Cercare l’equilibrio tra costanza e valore
Dopo anni di esperienza nel settore, posso dire con certezza che trovare un equilibrio tra la regolarità nella pubblicazione e la creazione di contenuti veramente utili non è semplice. Ancora oggi mi interrogo su quale sia il punto di incontro ideale tra questi due aspetti.

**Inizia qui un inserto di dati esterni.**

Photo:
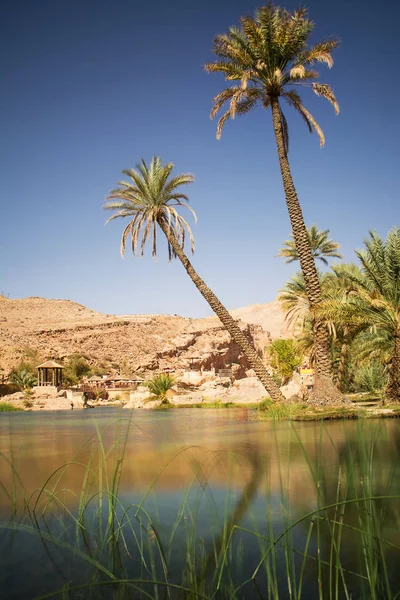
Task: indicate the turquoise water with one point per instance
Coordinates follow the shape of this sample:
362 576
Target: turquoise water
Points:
200 499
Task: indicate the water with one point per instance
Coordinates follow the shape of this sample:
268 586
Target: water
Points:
197 498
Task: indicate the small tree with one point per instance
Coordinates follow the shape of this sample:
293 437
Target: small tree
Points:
370 378
159 386
285 357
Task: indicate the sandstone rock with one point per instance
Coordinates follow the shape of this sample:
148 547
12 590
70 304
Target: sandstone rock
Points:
58 328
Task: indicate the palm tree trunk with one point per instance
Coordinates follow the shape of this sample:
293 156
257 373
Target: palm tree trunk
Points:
342 364
393 388
226 319
323 380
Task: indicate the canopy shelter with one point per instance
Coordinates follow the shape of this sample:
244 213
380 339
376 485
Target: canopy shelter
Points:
50 373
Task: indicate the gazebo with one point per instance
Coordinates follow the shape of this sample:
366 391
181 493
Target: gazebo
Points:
50 373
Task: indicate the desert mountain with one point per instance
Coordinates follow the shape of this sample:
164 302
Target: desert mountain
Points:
58 328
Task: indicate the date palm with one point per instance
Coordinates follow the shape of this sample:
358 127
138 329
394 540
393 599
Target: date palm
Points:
150 199
321 247
373 302
268 59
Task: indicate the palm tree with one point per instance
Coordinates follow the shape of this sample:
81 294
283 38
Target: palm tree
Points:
267 58
150 199
374 300
321 246
294 300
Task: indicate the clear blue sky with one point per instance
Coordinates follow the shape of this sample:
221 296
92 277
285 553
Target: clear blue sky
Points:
91 86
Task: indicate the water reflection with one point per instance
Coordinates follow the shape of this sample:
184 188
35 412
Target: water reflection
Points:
199 498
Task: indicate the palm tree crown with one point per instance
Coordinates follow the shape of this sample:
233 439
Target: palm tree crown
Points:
269 56
151 197
321 246
371 300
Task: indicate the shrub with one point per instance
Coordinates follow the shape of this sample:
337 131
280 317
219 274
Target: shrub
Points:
159 385
370 378
285 357
6 407
278 411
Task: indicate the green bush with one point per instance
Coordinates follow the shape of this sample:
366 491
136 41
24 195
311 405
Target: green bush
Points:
285 357
370 378
159 385
5 407
279 411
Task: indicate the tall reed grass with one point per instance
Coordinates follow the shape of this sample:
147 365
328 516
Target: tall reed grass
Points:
236 543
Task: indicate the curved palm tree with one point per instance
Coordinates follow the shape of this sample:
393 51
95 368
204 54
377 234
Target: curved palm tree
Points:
321 246
268 59
150 199
374 300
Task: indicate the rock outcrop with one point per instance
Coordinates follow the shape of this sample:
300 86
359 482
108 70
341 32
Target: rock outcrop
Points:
142 343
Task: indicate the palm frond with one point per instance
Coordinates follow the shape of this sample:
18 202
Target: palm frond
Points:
150 197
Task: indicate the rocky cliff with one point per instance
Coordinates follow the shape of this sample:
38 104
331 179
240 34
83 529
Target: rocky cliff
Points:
58 328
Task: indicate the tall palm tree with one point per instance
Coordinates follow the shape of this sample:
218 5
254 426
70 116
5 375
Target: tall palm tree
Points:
150 199
321 246
294 300
374 300
267 58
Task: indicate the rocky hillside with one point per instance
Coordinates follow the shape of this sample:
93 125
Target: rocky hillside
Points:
58 328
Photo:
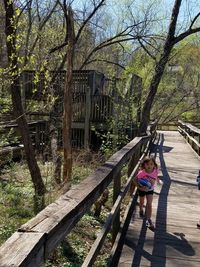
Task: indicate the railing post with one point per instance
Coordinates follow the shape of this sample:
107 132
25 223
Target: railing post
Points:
116 191
87 118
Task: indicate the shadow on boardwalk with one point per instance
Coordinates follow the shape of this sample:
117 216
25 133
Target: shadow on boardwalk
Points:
161 237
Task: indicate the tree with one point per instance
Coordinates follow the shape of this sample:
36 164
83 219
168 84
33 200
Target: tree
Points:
170 41
10 31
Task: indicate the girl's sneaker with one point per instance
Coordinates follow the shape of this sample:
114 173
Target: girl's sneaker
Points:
150 225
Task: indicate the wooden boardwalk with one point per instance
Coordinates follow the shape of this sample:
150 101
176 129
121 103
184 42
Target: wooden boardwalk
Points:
176 210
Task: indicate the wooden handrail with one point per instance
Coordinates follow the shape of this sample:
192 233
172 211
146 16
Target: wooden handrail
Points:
36 239
190 132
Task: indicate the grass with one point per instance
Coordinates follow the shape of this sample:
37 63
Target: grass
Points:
16 205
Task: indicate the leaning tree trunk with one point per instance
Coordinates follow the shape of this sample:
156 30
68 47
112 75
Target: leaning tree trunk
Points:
67 116
16 99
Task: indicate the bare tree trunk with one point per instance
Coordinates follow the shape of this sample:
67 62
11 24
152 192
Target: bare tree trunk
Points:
67 116
16 99
159 69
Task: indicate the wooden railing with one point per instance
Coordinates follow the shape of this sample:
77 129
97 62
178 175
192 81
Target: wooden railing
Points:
33 242
191 134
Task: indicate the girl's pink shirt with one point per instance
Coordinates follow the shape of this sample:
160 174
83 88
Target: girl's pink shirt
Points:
143 174
153 175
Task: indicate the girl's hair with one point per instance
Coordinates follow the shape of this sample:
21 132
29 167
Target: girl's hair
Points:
146 160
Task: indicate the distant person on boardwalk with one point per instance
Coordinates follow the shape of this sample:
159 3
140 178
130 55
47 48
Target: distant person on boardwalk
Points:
145 181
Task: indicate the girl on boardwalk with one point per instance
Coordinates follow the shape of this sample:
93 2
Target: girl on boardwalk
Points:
145 181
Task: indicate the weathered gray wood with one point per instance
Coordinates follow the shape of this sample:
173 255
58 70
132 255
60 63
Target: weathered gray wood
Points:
56 220
20 248
175 241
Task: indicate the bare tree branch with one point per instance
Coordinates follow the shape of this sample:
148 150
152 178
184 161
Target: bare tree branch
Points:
146 50
106 61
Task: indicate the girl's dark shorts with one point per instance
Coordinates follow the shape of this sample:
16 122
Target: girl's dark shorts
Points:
144 193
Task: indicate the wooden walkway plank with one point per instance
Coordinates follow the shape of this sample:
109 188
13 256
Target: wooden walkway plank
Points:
176 240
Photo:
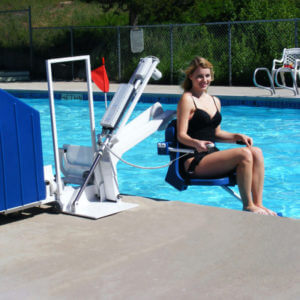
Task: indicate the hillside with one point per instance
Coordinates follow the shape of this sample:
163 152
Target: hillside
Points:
47 13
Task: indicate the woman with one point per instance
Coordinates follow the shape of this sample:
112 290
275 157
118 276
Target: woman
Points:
198 126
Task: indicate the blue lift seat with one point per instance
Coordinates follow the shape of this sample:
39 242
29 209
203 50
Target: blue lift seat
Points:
174 176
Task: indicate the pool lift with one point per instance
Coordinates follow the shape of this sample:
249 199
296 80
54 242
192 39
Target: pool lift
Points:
94 168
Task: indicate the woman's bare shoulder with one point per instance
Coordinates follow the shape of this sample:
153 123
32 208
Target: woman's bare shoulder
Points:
218 101
186 98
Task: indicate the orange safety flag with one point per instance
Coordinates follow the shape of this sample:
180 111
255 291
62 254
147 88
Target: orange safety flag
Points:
99 76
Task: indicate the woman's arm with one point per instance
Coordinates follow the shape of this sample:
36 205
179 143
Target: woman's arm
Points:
185 109
228 137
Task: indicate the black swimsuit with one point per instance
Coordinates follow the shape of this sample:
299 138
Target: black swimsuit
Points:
202 127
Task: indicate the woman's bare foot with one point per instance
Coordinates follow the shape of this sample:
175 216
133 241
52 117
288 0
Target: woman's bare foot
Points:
269 212
256 210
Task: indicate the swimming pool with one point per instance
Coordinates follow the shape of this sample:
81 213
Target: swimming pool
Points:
275 130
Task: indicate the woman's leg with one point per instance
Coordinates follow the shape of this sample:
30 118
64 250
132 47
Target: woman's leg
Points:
258 179
222 162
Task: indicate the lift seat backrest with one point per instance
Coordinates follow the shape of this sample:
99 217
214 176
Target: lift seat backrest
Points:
174 176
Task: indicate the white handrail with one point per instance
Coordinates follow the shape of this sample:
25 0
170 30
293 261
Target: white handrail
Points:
49 62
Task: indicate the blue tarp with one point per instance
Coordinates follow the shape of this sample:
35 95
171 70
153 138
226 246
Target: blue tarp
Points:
21 161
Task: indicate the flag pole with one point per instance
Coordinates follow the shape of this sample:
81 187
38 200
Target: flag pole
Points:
105 93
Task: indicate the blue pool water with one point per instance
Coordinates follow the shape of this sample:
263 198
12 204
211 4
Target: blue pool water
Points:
275 130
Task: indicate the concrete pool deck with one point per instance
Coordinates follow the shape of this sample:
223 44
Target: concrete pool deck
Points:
158 250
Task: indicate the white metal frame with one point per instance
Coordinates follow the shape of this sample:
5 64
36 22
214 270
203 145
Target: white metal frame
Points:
49 63
99 196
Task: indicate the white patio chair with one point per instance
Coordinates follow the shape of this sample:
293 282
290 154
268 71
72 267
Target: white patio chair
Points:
290 60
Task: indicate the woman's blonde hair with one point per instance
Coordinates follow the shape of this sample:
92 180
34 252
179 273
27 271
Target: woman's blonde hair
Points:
195 63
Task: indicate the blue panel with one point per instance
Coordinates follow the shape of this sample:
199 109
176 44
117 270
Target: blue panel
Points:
21 161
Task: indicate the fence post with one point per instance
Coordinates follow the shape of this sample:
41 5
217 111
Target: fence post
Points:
119 53
30 39
171 53
72 49
229 54
296 34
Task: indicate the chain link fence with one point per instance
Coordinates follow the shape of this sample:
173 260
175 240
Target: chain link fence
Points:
236 49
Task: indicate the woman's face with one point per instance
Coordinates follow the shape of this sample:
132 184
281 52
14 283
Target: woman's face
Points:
201 78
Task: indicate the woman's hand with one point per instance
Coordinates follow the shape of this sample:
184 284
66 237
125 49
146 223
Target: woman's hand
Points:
243 139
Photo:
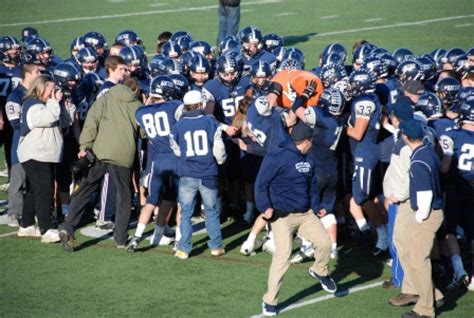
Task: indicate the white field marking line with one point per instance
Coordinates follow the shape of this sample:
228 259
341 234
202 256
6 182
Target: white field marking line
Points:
9 234
463 25
284 14
133 14
401 24
329 17
373 20
153 5
326 297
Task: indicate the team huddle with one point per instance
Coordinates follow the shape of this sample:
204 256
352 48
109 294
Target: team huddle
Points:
252 134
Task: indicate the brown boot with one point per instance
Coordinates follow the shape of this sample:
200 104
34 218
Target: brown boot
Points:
403 300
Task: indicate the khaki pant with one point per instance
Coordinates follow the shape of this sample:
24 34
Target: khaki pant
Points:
308 226
414 242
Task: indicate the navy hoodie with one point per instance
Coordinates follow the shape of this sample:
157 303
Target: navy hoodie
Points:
286 182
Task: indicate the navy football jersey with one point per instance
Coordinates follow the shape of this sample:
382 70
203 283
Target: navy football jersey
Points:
367 107
157 121
194 134
326 134
225 97
14 73
459 143
268 130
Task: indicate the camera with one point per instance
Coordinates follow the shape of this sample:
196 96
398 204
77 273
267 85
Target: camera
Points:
84 163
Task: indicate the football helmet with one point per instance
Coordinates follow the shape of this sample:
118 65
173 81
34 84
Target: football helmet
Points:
452 55
336 48
361 82
333 100
162 86
66 76
76 44
430 105
28 33
251 40
95 40
10 47
181 85
466 111
228 69
180 34
171 50
272 41
332 74
408 70
128 38
402 54
375 65
227 45
361 53
87 58
201 47
41 49
447 89
184 42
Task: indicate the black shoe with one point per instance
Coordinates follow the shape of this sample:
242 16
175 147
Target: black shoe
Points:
389 284
413 314
133 245
67 241
327 282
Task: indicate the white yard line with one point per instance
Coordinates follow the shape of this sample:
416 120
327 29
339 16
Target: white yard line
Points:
397 25
133 14
373 20
329 17
8 234
284 14
463 25
341 293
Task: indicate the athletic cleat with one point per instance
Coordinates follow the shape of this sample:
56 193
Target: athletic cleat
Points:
181 255
247 248
458 282
269 310
334 253
133 244
216 252
300 257
327 283
67 241
471 284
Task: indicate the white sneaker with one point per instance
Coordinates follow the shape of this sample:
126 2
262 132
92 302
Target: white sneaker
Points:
334 253
471 284
247 248
51 236
30 231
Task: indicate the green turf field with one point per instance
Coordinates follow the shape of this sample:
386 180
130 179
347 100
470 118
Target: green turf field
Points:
38 280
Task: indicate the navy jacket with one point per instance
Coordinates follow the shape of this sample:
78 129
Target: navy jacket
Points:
286 182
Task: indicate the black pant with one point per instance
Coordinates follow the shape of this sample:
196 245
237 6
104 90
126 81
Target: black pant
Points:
121 176
39 194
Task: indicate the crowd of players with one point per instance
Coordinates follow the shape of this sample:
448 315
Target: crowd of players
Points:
355 124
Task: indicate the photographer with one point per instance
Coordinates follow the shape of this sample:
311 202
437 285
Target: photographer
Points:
110 132
39 149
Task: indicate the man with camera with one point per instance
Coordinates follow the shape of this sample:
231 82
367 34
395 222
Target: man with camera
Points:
107 144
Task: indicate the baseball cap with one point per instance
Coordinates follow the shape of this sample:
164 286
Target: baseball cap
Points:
412 129
413 87
192 97
402 110
301 131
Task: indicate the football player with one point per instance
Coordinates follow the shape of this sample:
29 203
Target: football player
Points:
251 40
458 163
363 130
157 119
327 124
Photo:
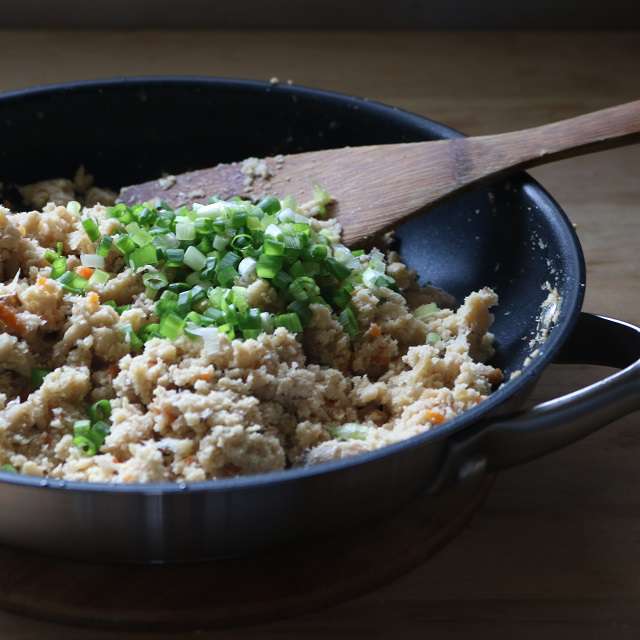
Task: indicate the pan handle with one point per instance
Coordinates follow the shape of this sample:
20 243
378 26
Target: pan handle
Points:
515 439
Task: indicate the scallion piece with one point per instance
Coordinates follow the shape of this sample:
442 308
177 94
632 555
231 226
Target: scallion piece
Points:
270 205
227 276
185 231
303 288
100 410
85 445
58 267
337 269
106 242
91 228
268 266
143 256
155 280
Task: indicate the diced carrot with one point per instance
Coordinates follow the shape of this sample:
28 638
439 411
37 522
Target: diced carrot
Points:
8 316
84 272
435 417
93 299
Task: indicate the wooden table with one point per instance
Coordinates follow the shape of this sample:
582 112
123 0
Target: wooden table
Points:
555 552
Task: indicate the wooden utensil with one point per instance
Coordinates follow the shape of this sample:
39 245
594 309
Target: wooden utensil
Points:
376 187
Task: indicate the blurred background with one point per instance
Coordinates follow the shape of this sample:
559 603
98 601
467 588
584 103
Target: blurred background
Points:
346 14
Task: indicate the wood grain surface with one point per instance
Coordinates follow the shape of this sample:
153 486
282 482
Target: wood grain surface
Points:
555 552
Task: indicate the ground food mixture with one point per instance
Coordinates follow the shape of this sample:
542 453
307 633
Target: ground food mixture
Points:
126 356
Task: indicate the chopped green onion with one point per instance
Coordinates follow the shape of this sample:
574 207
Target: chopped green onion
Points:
282 280
155 280
138 235
171 326
143 256
38 375
73 282
124 244
319 251
303 288
268 265
220 243
58 267
194 259
270 205
185 231
350 431
337 269
106 242
302 310
227 276
85 445
175 257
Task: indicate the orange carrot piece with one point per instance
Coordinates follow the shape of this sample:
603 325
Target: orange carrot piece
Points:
435 417
84 272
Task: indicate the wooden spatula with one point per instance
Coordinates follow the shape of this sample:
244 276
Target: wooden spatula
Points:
375 187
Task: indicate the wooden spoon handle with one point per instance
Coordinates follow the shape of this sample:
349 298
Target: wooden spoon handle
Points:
488 155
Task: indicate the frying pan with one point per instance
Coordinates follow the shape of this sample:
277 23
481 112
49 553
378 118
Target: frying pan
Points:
510 235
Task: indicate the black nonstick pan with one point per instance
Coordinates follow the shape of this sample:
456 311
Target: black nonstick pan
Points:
510 235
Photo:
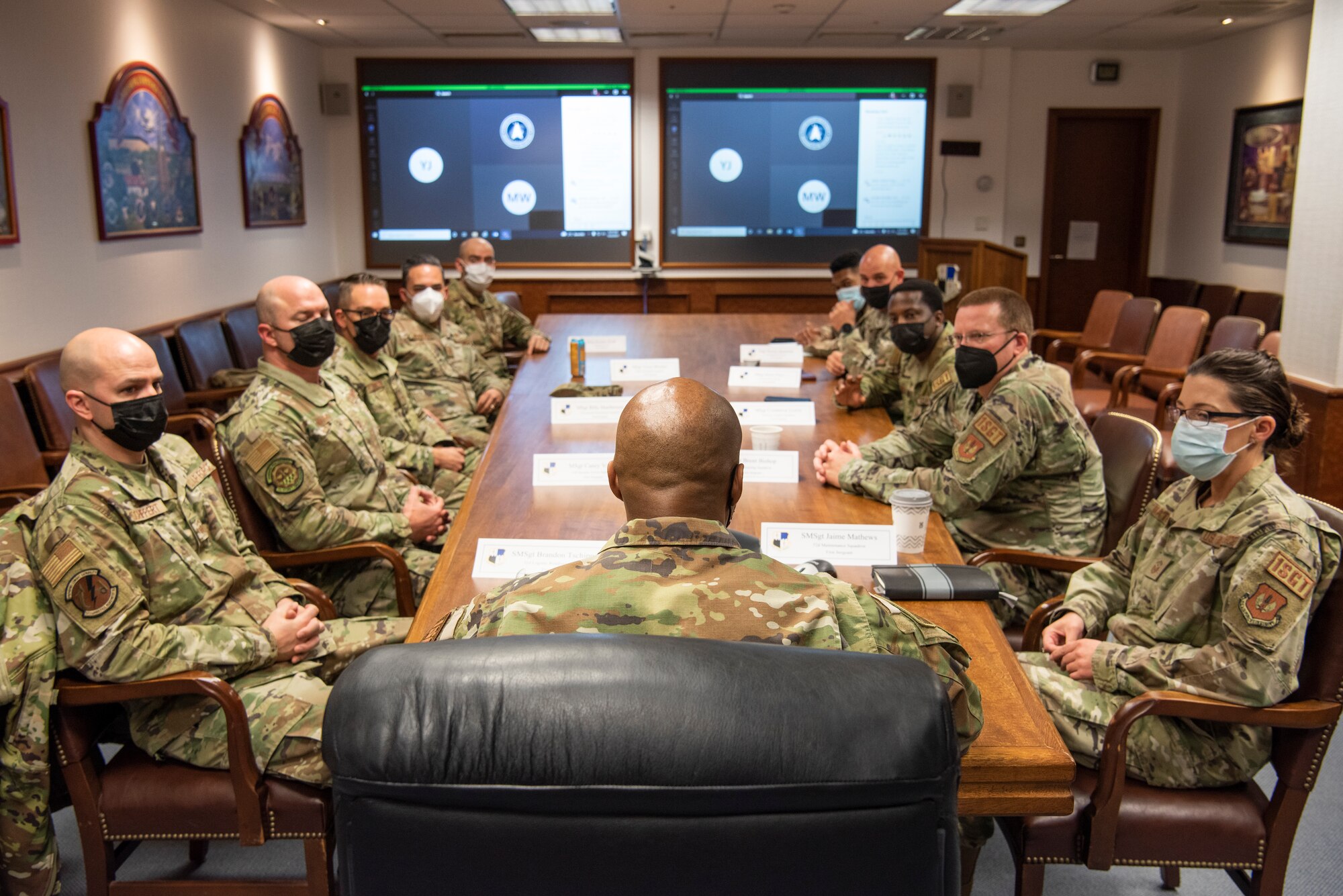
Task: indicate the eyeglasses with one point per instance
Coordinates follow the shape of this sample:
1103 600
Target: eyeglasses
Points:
1200 417
980 337
361 314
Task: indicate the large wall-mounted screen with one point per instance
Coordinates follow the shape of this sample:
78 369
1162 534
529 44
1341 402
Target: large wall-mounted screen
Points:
772 161
534 154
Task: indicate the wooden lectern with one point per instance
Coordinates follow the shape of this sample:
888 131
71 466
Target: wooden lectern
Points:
982 264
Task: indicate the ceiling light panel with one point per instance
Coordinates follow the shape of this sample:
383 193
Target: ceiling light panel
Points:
1004 7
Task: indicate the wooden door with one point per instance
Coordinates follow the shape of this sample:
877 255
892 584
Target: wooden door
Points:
1101 169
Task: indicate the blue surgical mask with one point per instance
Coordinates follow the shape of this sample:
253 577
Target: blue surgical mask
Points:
1201 451
852 294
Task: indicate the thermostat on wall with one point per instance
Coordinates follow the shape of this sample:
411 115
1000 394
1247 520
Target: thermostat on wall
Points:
1105 72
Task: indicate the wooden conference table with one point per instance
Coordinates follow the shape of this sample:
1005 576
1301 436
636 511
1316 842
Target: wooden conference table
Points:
1017 766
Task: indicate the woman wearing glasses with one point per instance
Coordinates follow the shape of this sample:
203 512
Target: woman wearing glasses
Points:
1209 593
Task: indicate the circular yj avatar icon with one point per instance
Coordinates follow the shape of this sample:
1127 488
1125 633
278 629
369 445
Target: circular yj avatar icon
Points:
726 165
518 130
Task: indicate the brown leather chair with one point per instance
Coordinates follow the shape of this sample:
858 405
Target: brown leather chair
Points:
201 432
242 337
1133 333
1263 306
1121 822
203 350
1129 450
1217 299
1173 291
22 471
1097 333
1138 387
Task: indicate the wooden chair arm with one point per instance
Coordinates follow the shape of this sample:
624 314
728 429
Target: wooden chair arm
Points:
1040 619
1106 800
249 788
355 550
318 597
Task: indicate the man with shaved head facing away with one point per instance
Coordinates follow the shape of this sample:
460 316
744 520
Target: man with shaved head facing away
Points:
150 575
312 456
675 568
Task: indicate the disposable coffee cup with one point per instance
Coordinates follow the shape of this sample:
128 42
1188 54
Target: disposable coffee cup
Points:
766 438
910 515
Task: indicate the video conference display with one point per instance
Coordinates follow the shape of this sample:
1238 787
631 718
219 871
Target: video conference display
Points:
793 161
534 154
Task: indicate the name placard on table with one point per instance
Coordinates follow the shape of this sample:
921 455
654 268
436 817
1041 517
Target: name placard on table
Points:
570 470
769 377
507 558
841 545
772 353
645 369
777 413
604 409
602 345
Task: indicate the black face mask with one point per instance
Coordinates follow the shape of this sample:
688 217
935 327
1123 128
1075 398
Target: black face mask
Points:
314 342
977 366
878 297
911 338
136 424
373 333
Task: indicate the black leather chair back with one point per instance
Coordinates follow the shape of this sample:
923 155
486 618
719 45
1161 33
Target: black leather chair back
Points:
635 764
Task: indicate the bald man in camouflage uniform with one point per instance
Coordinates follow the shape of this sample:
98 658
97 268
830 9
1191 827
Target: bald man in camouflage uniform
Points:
675 569
312 458
150 575
443 370
413 438
1024 471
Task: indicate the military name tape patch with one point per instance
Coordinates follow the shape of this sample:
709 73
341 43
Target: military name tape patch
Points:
1263 607
990 428
284 475
91 592
1291 573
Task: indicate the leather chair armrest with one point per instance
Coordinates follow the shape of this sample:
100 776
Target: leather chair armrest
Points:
1040 619
318 597
1111 772
355 550
249 789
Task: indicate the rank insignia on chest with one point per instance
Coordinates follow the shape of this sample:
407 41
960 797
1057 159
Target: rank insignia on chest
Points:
969 447
1263 607
92 593
990 428
1291 573
284 477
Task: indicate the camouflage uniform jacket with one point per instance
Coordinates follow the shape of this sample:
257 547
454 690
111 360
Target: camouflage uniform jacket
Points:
690 577
151 575
1025 472
1211 601
30 662
935 409
409 431
445 373
314 459
490 323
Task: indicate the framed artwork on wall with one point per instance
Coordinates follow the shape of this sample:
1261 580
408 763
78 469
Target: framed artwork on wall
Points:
1266 141
9 213
144 158
273 168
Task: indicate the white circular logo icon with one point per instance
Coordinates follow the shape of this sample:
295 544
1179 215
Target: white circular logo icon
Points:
518 130
815 196
519 197
426 165
726 165
816 133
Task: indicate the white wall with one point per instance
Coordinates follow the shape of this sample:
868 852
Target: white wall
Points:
57 58
1252 68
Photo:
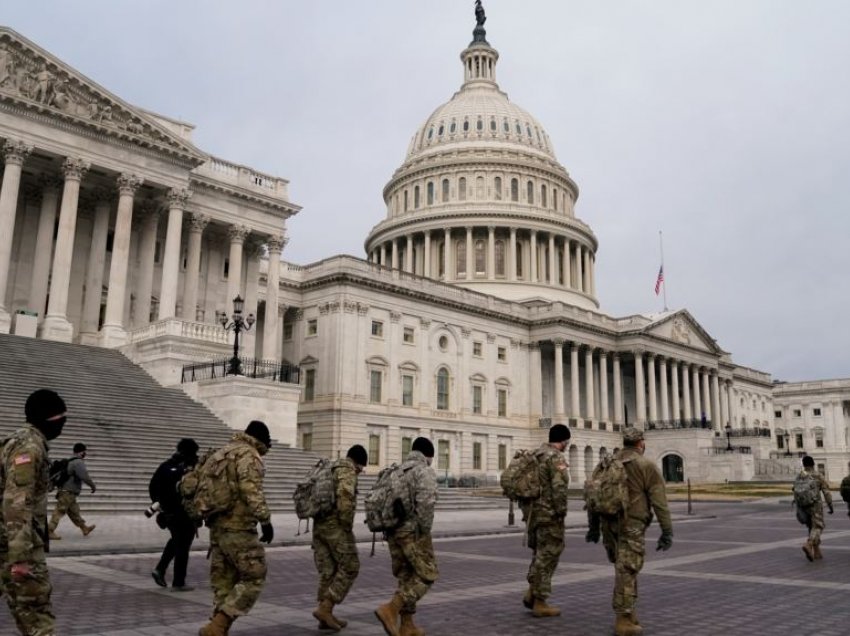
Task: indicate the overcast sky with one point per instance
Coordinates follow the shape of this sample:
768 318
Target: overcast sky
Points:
724 124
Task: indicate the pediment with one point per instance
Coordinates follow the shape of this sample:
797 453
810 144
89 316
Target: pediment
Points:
34 80
681 328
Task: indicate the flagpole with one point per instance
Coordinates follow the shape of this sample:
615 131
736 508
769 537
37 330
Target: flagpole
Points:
663 282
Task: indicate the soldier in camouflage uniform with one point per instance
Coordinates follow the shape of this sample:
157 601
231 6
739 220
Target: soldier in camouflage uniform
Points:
237 560
545 521
24 481
624 536
334 546
815 512
413 561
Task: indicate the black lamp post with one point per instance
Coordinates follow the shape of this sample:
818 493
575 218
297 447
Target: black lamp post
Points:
237 325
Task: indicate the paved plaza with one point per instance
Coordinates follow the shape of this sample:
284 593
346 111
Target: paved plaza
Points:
735 568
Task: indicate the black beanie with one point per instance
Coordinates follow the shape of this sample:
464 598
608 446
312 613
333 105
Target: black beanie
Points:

Ovviamente, la strategia varia a seconda del social su cui si opera, ma fino ad un certo punto. Ad esempio, su LinkedIn ho adottato una routine ben definita: ogni martedì pubblico un post e ogni giovedì invio la newsletter. Questo aiuta l’algoritmo a riconoscere le mie abitudini e a distribuire meglio i miei contenuti.
Tuttavia, questa struttura non mi impedisce di pubblicare spontaneamente quando sento di avere qualcosa da condividere.
Se durante la settimana, anche nello stesso giorno, mi viene in mente un argomento che reputo utile per chi mi segue, non esito a scrivere un post.
L’algoritmo è importante, certo, ma le persone lo sono molto di più. Anche se quel contenuto extra ricevesse meno visibilità, per me non sarebbe un problema. Se arrivasse anche solo a dieci persone che lo trovano utile, ne varrebbe comunque la pena. Hero content e distribuzione intelligente faranno la differenza.
Quale direzione sta prendendo il content marketing?
Il content marketing sta andando verso due direzioni opposte:
- Sovrapproduzione di contenuti generici, che spesso vengono ignorati perché non aggiungono valore.
- Contenuti più curati e autentici, che puntano a costruire un legame con il pubblico.
Il vero successo arriva quando i contenuti non solo informano, ma ispirano, coinvolgono e spingono all’azione. In altre parole, quando generano un input concreto nel lettore attraverso il minimalismo dei contenuti.
Tu cosa ne pensi?
➼ Hai mai letto un contenuto che ti ha fatto fermare e riflettere davvero?
➼ Pensi che sia più importante pubblicare spesso o pubblicare meno, ma con maggiore qualità?
➼ Quali brand, secondo te, stanno raccontando storie coinvolgenti attraverso i loro contenuti?
So di averti lasciato più domande che risposte. Ed era proprio questo lo scopo di questo articolo, non darti verità assolute (Non esistono mai), ma stimolarti a riflettere, sia a livello personale che professionale. Perché solo ponendoci le giuste domande possiamo trovare le migliori soluzioni.